Kolkata Knight Riders hoped changing the captain would herald a change in fortunes. If anything, the two-time champions have suffered further because of that move. They have been on the receiving end of two eviscerations and both captain Eoin Morgan and coach, Brendon McCullum, cut a sorry figure at the end of their last match against Royal Challengers Bangalore. The latter won that by eight wickets and 39 balls to spare.
After the game, the Irishman hoped Sunil Narine and Andre Russell would be available for selection down the line. "Hopefully Russell and Narine will be fit and available around the corner. Two guys of that calibre, particularly when they are all-rounders, is a big hole. Hopefully they will be available down the line."
That is true. Any side will suffer without the likes of Narine and Russell, but it's not as if the latter has played all that well thus far. That Kolkata are yet to find a solution to this problem shows why they are in this muddle in the first place. In a format where immediate problem solving and thinking on your feet are key currencies, Morgan & Co have been found wanting.
What has truly let the team down is the top-order's inability to play the first 10 overs without losing too many wickets. A loose top-order where combinations have been tried and discarded like they are shopping for items at a second-hand book store hasn't helped. The end results are scores like these: 5/100, 5/32, 5/115, 5/128, 7/89 and 5/61. Many teams have preserved wickets to open up at the death. Kolkata, though, haven't had that luxury because they are anyway half down for not many by the end of the 10th over.
Saying all that, it's incredible they are still frontrunners in the race to seal that fourth place on the table, with four games to go. With 10 points from as many games, they still have fate in their own hands.
If Kolkata are a side beset by problems, the same can't be said for Delhi Capitals, their opponents. Shreyas Iyer & Co already have a few body parts in the knockout stages and perhaps will assure themselves of a place with a win in Abu Dhabi. They have lost key men — Rishabh Pant, R Ashwin, Amit Mishra and Ishant Sharma — but have shown the value of squad depth to perfection.
While Kagiso Rabada (Purple Cap holder) and Shikhar Dhawan (in-form batsman with four consecutive 50s) have hogged the headlines, the support cast have quietly kept things chugging along in the background. Take for example, the roles of Ashwin, Anrich Nortje, Marcus Stoinis and Axar Patel.
Between them, the four have claimed 30 wickets and scored 291 runs. Even if the likes of Prithvi Shaw and, of late, Iyer have struggled for runs, they have performed as a collective throughout the tournament, rather than relying on individual brilliance.
It was a point Iyer alluded to after Patel's heroics at the end (he scored three sixes off the final over to close the Chennai match in their favour). "I knew if Shikhar stayed till the end, we would win, but the way Axar came out and hit those sixes, it was brilliant. Whenever we give out dressing room Man of the Match awards, he is always there.

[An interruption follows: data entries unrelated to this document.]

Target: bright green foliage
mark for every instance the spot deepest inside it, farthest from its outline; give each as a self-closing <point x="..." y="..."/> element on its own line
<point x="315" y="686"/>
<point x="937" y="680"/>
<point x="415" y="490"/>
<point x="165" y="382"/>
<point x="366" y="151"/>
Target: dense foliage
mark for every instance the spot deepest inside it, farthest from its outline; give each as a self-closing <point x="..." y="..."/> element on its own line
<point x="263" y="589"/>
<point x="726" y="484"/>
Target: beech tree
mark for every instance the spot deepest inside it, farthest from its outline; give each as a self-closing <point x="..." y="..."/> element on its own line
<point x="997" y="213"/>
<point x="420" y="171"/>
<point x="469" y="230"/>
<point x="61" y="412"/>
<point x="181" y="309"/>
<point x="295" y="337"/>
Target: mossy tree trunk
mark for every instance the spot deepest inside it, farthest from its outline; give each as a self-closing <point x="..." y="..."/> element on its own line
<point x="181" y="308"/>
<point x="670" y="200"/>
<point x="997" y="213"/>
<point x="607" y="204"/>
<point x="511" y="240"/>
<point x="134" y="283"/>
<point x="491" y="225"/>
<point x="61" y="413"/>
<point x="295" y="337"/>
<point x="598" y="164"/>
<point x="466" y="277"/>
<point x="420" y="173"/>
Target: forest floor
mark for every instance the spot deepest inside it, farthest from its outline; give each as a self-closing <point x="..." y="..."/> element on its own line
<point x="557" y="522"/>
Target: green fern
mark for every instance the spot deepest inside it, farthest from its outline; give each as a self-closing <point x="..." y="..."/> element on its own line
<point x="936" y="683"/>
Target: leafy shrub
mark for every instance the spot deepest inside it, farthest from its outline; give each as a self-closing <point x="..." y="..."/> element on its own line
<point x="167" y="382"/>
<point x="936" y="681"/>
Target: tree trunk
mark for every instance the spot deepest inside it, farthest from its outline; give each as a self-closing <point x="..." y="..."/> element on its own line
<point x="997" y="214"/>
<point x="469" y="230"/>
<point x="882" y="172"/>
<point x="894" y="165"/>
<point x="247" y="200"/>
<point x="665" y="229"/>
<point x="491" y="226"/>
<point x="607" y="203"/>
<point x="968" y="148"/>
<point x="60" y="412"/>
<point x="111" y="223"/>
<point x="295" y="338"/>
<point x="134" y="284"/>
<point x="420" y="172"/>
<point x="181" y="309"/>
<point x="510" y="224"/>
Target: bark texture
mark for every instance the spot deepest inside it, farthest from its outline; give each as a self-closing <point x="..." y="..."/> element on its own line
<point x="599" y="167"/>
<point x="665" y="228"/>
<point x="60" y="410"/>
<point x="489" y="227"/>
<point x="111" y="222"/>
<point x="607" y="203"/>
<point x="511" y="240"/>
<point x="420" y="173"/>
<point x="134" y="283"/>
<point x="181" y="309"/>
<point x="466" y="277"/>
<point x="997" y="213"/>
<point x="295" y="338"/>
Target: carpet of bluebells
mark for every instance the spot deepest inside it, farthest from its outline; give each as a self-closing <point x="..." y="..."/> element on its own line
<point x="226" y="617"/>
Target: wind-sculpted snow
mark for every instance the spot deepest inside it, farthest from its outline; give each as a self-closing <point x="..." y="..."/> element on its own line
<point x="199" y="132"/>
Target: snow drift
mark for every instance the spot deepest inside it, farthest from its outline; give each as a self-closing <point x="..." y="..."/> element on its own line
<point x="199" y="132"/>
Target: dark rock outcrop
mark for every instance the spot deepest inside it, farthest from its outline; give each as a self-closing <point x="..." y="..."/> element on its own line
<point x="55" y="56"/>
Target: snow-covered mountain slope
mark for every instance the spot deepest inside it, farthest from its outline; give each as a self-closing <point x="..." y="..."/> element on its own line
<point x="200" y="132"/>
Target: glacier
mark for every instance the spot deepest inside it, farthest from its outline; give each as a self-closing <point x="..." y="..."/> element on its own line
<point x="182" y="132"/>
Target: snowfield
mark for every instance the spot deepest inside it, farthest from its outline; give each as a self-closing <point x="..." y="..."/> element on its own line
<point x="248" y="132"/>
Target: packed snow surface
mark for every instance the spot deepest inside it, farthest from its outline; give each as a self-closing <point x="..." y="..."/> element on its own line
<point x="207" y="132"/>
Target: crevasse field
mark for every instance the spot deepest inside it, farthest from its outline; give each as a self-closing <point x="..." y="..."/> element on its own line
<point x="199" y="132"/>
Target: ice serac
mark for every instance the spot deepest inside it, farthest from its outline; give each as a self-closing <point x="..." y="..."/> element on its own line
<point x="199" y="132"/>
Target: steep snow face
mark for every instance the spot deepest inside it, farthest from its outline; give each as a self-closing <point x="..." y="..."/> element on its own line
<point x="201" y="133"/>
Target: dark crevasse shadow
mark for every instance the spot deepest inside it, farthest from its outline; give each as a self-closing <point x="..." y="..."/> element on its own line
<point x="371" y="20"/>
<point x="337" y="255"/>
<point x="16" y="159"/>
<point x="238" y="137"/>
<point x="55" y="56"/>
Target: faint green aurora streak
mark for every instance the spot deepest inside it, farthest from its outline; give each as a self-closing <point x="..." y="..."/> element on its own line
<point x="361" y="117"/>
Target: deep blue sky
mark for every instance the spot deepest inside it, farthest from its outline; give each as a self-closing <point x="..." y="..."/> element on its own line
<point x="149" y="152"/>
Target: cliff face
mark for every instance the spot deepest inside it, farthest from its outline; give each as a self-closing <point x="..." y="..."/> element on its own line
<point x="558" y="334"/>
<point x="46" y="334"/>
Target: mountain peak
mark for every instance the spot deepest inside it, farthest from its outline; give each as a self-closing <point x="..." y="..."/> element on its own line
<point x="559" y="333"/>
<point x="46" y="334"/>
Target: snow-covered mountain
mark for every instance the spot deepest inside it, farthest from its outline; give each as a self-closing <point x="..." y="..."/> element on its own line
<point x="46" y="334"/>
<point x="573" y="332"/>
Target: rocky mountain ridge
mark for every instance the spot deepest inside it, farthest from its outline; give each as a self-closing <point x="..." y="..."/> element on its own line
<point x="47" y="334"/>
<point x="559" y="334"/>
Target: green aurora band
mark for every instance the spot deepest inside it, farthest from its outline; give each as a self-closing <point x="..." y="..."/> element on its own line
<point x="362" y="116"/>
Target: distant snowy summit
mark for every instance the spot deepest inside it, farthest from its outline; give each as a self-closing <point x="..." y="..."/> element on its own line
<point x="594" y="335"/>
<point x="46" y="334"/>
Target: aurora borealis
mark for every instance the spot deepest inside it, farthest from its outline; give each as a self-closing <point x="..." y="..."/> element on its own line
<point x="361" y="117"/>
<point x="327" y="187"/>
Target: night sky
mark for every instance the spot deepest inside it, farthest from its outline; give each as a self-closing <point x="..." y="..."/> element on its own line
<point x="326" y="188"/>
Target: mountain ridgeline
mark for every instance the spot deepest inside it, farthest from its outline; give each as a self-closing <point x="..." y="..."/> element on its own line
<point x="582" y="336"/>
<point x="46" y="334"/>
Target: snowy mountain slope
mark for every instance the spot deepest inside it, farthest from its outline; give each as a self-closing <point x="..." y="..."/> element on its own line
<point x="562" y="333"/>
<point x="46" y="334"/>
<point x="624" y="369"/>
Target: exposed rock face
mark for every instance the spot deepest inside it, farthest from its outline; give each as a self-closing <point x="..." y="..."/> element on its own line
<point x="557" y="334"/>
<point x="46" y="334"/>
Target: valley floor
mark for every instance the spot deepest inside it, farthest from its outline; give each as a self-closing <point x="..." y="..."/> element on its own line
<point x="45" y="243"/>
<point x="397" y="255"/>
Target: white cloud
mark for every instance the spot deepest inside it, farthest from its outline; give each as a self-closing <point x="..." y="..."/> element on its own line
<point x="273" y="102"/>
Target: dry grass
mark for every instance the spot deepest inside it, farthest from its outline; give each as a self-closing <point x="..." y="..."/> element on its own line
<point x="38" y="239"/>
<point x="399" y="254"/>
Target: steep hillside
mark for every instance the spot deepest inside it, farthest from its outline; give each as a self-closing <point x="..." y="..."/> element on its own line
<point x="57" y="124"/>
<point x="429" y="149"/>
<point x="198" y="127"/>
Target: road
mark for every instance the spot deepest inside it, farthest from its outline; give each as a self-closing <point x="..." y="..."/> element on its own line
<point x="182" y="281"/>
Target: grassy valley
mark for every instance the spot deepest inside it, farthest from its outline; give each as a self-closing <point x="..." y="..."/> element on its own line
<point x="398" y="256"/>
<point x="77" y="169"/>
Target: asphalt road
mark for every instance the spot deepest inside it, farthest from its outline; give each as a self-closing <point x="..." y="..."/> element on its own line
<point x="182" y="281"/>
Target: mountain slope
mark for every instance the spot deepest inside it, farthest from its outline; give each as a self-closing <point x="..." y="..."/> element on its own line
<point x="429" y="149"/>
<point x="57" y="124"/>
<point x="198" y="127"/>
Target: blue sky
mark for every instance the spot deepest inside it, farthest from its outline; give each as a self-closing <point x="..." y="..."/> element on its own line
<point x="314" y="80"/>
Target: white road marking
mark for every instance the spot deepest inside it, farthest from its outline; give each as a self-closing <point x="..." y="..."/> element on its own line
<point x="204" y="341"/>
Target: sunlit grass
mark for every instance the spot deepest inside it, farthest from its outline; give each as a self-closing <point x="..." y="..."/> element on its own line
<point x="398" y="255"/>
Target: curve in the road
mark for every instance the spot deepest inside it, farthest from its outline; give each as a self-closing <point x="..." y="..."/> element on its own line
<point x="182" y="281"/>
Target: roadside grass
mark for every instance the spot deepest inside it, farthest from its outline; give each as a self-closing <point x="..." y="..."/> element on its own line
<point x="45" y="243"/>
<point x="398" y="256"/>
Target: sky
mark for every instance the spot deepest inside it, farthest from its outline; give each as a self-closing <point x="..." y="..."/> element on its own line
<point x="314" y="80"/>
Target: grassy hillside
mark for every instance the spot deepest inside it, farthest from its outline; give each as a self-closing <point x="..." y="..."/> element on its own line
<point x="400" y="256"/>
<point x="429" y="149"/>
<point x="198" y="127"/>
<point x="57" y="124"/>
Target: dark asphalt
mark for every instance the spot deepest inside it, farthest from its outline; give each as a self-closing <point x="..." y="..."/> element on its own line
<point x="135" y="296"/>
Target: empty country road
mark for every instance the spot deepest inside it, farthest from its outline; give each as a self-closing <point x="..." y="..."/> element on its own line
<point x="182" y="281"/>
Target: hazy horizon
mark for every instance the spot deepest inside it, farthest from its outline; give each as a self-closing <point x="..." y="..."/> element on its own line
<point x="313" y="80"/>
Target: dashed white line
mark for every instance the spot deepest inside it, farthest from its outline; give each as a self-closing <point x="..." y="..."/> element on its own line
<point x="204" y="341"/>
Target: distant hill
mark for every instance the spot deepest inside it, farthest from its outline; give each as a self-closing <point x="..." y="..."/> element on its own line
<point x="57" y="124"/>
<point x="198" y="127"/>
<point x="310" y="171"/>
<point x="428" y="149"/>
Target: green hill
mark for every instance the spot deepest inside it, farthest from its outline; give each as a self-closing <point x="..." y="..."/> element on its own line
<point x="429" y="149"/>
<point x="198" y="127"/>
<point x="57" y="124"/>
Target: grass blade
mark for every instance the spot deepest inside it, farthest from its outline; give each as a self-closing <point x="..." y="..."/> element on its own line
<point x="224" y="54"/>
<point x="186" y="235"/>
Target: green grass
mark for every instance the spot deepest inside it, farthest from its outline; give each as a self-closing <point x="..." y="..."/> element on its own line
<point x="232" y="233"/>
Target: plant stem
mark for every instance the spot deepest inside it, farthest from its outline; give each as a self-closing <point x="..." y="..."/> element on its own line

You see his preparations, they are always on point. We know the strengths and weaknesses of our team very well. We enjoy each other's progress. I just told one of my teammates today that the way Shikhar batted was mesmerising. As a captain, that gives you breathing space that someone can take your team to the end."
Another thing that drives home this assertion is the way the players have split the Man of the Match awards. They have won seven matches thus far and all seven have had different MOMs (Stoinis, Shaw, Iyer, Patel, Ashwin, Nortje, Dhawan). You realise that Rabada — one of the side's best performers — is yet to win one. If Kolkata's top-order insists on being dismissed for not many on Saturday, maybe it will be Rabada's turn.